聖女のいない国に、祝福は訪れない
(この場を凌ぐための嘘ではない……)

 感情を隠されたらいくら聖女であれどもその真意を探ることは難しいが、それが善か悪かくらいはフリジアでも察知できた。

「君がここに永住してくれるといいのだが。
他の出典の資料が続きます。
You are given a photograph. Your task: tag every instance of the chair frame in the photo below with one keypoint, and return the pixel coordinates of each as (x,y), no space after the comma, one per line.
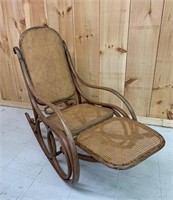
(64,135)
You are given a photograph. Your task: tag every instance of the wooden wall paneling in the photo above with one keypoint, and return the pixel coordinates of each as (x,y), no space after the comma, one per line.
(144,28)
(86,23)
(13,25)
(114,18)
(34,12)
(162,91)
(60,17)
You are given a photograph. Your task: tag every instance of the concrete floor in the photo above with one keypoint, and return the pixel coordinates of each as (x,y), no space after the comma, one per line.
(25,173)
そうすれば、俺はもう、他国の民を傷つける必要はない」

 セドリックの瞳は、真剣そのものだ。

(彼は悪逆非道な皇帝と呼ばれることに、疲れたのかもしれない……)

 彼はフリジアにとって命の恩人だった。
 セドリックが剣を振るうのをやめたいと語るのであれば、力になるべきだ。

「本当の聖女では、ないかもしれませんよ……」
「それはないな」
「なぜ、そう言い切れるのですか……」
「リリエル公爵令嬢が本物の聖女でなければ、ムガルデン王国はとっくの昔に滅びていただろう」

 だが、フリジアの警戒心は簡単に解けることはない。
 彼女は何度もセドリックの語る内容を反芻し、なぜそこまで自身を本物だと言い切るのかを考えていた。

「それに、君の心が揺らぐと――天候が不安定になる」
「私の……?」

 フリジアは彼に促され、窓の外をちらりと覗く。
 彼と会話をする前は晴天だったのに――いつの間にか、土砂降りの雨が降っていた。